All of these have small Q-values which means they are all significantly mutated genes in this TCGA Melanoma cohort of 338 patients.
- Now look at their sample frequency count (column 9
MUTS_CS_SAMPLES
) these are the number of samples that contain at least one mutation in the gene.
Question
a) Which significantly mutated gene has mutations in the most samples?
b) Which gene/genes have the lowest Q-value from OncodriveFM and OncodriveCLUST?
c) Why don’t the genes with the lowest Q values also have the highest sample frequency value?
Answer
a) BRAF has 175 out of 327 cases with a mutation.
b) TP53 or PTEN have the lowest OncodriveFM Q-values and NRAS has the lowest Q-value for OncodriveCLUST.
c) The P value calculation takes into account the length of the coding sequence of the gene, the mutation rate of the nucleotides contained within it and for OncodriveFM the functional consequences of those changes. Therefore a small gene with a small number of deleterious mutations may have a lower P value and also Q value than a large gene with a high mutation frequency.
The results for the assessment of clustered mutations in genes carried
out by the OncodriveCLUST
module of IntOGen
are shown as amino
acid residue positions of the encoded protein.
The three known oncogenes BRAF, NRAS and IDH1 have very low CLUST_QVALUEs
indicating that the mutations in these genes are highly clustered. The
CLUST_COORDS
column reports that there are 160 samples with mutations
between the amino acid positions 594-601 of BRAF; 84 samples with mutations
at amino acid position 61 of NRAS; and 15 sample with mutations at amino
acid position 132 of IDH1.
Question
Why are the oncogenes more likely to have clustered mutations and the tumour suppressor genes less likely?
Answer
Gain of function mutations are required to activate oncogenes and so only key residues in the protein will result in activation. Tumour suppressors are frequently affected by loss of function mutations and deletions. A truncating mutation or frameshift indel can occur in any exon, except the last one, and have the same deleterious functional result.

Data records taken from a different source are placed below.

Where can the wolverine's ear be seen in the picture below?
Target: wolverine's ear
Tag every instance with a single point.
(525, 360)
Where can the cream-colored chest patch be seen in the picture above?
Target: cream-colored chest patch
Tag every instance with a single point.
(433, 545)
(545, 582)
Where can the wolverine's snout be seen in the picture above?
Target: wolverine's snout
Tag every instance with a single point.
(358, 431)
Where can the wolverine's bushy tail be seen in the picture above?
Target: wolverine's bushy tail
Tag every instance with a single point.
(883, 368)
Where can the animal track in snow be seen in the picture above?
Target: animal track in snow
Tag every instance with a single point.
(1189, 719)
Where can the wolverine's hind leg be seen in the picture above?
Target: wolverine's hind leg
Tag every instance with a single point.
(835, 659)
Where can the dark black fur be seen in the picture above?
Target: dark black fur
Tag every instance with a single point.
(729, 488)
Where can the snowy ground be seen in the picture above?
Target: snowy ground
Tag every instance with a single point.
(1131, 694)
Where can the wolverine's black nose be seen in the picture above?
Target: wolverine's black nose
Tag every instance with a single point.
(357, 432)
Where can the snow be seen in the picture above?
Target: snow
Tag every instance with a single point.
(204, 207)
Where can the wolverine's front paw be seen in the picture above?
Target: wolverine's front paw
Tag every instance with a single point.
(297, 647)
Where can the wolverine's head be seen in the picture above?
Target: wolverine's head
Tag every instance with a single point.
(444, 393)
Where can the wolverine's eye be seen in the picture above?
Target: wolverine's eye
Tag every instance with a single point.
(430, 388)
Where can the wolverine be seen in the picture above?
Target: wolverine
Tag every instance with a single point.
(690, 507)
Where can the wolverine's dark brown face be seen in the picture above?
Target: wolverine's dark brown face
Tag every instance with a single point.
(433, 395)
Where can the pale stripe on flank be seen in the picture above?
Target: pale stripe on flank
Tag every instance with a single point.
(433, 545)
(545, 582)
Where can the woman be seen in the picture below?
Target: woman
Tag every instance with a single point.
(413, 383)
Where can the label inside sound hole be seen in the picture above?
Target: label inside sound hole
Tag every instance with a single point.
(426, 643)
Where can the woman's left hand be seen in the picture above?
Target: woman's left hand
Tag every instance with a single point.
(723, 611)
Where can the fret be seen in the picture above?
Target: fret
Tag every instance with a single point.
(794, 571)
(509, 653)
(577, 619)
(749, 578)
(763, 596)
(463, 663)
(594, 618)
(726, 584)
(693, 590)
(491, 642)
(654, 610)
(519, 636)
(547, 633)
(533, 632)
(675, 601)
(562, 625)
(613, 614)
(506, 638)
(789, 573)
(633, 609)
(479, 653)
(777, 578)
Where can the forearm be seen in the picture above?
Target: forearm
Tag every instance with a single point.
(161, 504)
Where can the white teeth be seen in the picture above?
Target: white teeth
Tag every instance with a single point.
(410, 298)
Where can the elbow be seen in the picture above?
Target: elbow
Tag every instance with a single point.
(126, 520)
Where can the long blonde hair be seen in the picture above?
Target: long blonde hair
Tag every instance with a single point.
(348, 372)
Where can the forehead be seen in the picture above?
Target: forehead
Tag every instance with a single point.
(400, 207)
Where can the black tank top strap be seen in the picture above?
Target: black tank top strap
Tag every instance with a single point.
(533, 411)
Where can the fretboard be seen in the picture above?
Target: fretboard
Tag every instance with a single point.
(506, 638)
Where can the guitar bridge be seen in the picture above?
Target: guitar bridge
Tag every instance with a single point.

The other files in the output support the information in this sheet.
The sample_variant+transcript.impact
file includes a summary of all mutations
found in each of the genes and protein coding transcripts of those genes for all
samples identified that have that mutation. It also reports the variant impact scores
from SIFT, PolyPhen2, MutationAssesor, reporting also impact categories of which
there are four; high, medium, low and none.
- Open up the
sample_variant+transcript.impact
file and explore the data.
Question
Can you find out what the nucleotide change details for the most common
BRAF mutation that results in V600E amino acid change in the cohort?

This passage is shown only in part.